The following article is a guest contribution from Evan Brennan. Mr. Brennan is a current student at Whittier Law School in Orange County, CA. He holds a Master’s degree in Sports Management from California State University at Long Beach, and a Bachelor’s degree from Brigham Young University. He has worked in athlete public relations, marketing, and other areas for various sports professionals and companies for years. Follow him at @brennansports on Twitter.
When one thinks of managing professional football players, one thinks of contract negotiation, endorsements, and maybe some public relations efforts that will be required of the manager or agent. In the ever-evolving industry that athlete representation is, a new and growing role and skill is now gaining prominence and importance in the services and repertoire that such a professional should possess and be able to offer. That talent and service is the advisement and management of a player with social media.
One particular sport that has seen a growth and prominence of social media in its ability to interact and provide value is the sport of football. Looking across sites such as Tweeting-Athletes.com, one sees players such as Larry Fitzgerald, Tim Tebow, Drew Brees and others that command over 1 million followers on the Twitter platform alone. Savvy agents and marketers have been and must now have the savoir-faire in order to capitalize on this type of interactable exposure for their clients with fans, media, and ultimately endorsers that want access to them.
Many of the endorsement deals that agents now will pitch to endorsers will have a clause or provision that exacts some social media interaction and consistent posts about the endorsing company’s effort, product, or event. Obviously the more followers and the activity of said followers that the player possesses, the more the agent should be able to seek in compensation for use of the player’s social media. Companies desperate to find ways to penetrate markets with real interaction with an oversaturation of other advertising are interested in putting together these types of deals. The zero cost for an athlete to put together a Twitter page is therefore enticing as a starting point to build towards these types of deals.
But, an agent must be well-versed in how to effectively grow social media to the point that it can be used for such endorsement purposes. An associate of this writer, Cameron Jensen, a former BYU and Seattle Seahawks middle linebacker, is now an executive at NUVI. NUVI is a platform that analyzes social media with graphics and visualization in real time to provide insightful analytics. In an interview earlier this year with ESPN, Jensen discusses NUVI’s study concerning notable 2013 NFL Draft rookies and the negative and positive sentiment that they were garnering on and through social media. The study and article also discusses how positive interaction and perception through social media can raise the amount of followers, thereby adding a tangible benefit to a player’s marketing cache. The NUVI platform and others like it, provide evidence of the progression that athletes must be prepared to deal with now when embarking on professional careers. Having a representative who is able to utilize services such as NUVI, who has a well-laid out and executable plan to enhance the interaction and followeing of fans on social media, and who can effectively spent significant amounts of time educating and insuring that that the player knows what not to tweet is also huge.

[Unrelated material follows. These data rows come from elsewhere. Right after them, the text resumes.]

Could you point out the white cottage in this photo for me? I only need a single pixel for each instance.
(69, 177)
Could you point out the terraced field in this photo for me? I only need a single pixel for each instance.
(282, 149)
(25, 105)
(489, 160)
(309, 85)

But the need for advisement on social media extends so much further than the procurement of endorsement deals. Where public relations was at one time confined to television interviews and press releases, the accessibility to athletes has been augmented through the rise of social media. The instantaneous nature of the medium allows information (positive or negative) to spread quickly and largely uncontrollably, in many cases.
Beyond this, NFL teams look to social media as a means to see whether or not players are going to be a good fit for their respective team. Team executives have openly admitted that they monitor every single prospect on their draft boards as they evaluate them. From their vantage point, if a player is willing to do something stupid or questionable on social media, they are willing to do stupid or questionable things in life as well. The inverse can be said as well, if a player can demonstrate continued and perceived genuine character on social media, agents believe it may aid a player’s stock. Knowing this, it is essential that a player has an agent that is able to spend the time and has the expertise to educate him on what to say and what not to say social media. The agent likely needs to monitor the social media of his client, selling the good works that the player is engaging in, and steering him clear of potential pitfalls.
This type of social media etiquette and management is not being taught in schools or other locations, as one article hints that the vast majority of collegiate athletes (and therefore presumably professional) have social media pages, and less than 10% have received more than 3 hours of social media training. This is true despite the fact that they nearly 20% of student athletes freely admit to have posted something inappropriate on some form of social media. A savvy, well-trained agent can capitalize on this dearth within the market without question.
Those agents that are not well-versed in social media are certain to encounter the difficulty of client retention and procurement of endorsement deals. As social media is now such a huge focus of marketing, the inability to advise and craft marketing plans utilizing social media to a distinguishable extent will keep such agents a way from long-term relationships with high-profile (and therefore lucrative) clients.